I didn't even know how to walk on the land. The Inuit children laughed
when they saw me trudging head down in straight line as if I was on a city
sidewalk. Inuit follow the contours of the snow with their eyes searching
the horizon for game. I was just some guy from North End Winnipeg, a children's
author, a Jewish storyteller.
I was afraid I could not do it.
Tookoome nodded and returned to his drawing. He said, my mother
always told me, 'Do not be afraid. Be open like a child. There will always
be people to help you.'
He was drawing his uncle, a blind shaman. As a child, Tookoome
would lead him to the caribou, hand him the rifle and carefully describe
what he was in front of them. The old man was a perfect shot.

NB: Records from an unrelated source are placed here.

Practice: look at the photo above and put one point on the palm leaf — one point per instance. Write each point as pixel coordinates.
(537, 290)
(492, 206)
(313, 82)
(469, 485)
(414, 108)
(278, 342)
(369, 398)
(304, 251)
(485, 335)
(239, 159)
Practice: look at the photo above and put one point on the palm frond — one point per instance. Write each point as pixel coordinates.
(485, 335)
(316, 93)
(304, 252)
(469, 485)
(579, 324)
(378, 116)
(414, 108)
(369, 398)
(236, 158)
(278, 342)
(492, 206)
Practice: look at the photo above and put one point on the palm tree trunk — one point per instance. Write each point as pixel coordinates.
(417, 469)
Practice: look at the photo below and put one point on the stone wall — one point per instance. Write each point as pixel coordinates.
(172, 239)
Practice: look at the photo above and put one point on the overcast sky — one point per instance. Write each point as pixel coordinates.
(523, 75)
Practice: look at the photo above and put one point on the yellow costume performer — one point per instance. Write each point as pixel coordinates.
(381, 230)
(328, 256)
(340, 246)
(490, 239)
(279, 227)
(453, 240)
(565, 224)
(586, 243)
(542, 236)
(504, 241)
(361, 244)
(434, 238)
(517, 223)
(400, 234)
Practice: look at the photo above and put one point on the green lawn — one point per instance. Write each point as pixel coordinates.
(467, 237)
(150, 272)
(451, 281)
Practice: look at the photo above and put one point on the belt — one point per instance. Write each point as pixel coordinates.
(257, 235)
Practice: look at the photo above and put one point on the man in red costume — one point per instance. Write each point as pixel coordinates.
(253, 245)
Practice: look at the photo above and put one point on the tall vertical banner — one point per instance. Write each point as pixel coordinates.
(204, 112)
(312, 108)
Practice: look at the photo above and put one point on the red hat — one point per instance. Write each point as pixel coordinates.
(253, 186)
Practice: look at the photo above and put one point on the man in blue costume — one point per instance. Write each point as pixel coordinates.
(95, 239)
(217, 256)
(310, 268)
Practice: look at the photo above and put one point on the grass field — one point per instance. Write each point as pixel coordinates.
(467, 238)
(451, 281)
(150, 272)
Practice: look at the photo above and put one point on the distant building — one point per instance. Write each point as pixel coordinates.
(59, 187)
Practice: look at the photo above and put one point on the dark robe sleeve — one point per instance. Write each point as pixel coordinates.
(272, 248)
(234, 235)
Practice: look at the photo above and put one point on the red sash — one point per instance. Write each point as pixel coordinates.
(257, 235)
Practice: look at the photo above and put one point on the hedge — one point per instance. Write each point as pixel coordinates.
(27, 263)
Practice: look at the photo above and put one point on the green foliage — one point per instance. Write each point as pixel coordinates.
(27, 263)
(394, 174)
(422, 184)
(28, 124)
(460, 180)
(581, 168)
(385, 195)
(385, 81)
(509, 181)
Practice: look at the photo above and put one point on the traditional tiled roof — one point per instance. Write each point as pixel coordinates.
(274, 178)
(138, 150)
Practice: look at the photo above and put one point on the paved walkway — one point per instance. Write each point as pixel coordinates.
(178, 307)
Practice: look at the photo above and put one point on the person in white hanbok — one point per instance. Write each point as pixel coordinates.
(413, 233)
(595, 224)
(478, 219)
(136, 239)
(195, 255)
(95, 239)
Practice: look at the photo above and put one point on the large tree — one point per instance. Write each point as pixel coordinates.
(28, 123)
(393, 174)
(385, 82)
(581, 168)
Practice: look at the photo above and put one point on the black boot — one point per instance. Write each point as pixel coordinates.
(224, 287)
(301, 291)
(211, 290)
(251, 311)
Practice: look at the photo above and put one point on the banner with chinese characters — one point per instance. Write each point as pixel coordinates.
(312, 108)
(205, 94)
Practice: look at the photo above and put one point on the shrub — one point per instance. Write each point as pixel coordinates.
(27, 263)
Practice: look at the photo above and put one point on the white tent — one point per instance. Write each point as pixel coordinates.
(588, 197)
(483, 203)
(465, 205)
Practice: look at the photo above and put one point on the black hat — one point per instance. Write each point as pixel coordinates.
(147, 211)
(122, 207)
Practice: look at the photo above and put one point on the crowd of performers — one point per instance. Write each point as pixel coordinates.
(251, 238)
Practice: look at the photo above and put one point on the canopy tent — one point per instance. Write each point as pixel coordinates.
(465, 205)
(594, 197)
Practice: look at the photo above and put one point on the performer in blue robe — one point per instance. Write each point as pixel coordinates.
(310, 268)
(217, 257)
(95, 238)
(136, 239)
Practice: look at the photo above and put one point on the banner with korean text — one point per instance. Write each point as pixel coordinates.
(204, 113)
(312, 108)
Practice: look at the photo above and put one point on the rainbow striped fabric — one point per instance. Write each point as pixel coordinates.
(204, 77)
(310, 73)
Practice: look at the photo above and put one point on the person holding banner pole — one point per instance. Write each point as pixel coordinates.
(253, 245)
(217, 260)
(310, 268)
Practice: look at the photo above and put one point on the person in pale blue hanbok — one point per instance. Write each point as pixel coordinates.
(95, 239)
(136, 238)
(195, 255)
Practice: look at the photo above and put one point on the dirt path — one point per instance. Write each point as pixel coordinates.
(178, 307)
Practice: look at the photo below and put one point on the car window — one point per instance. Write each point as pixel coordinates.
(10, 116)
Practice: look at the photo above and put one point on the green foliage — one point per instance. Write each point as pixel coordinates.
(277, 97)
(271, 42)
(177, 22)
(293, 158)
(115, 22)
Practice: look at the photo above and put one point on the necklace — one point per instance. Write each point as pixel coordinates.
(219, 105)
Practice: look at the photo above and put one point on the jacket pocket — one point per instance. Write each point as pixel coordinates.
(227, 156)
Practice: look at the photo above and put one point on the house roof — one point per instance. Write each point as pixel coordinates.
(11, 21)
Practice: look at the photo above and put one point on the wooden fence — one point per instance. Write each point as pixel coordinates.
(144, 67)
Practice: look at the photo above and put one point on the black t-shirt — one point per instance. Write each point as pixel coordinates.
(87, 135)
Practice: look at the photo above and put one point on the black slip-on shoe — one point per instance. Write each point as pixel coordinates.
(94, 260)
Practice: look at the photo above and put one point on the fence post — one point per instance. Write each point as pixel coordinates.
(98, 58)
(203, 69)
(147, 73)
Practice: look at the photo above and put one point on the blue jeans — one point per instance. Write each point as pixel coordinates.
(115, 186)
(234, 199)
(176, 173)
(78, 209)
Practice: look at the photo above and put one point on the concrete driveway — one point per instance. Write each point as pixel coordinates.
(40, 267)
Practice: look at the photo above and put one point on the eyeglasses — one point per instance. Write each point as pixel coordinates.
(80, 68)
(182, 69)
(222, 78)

In Tookoome's picture the shaman was shape shifting through different creatures
and people. It was called The World of Animals and the World of People
Come Together in the Shaman. Tookoome was supposed to become a shaman
like his uncle but instead he became an artist, another sort of transformer.
He was almost finished the picture. He looked at and smiled. We both knew
that I would write his book. It's all about changing, I thought. Maybe
I could change enough to be able write it. And then I understood
why I had come.
It took ten years of meeting whenever we could so Tookoome could tell me his wonderful stories and I could ask my questions. It took many translators to give me different understandings of his words. We chose the finest of his art to illustrate the stories and now the book, called The Shaman's Nephew has been published as a Tookoome's gift to his people and to the world.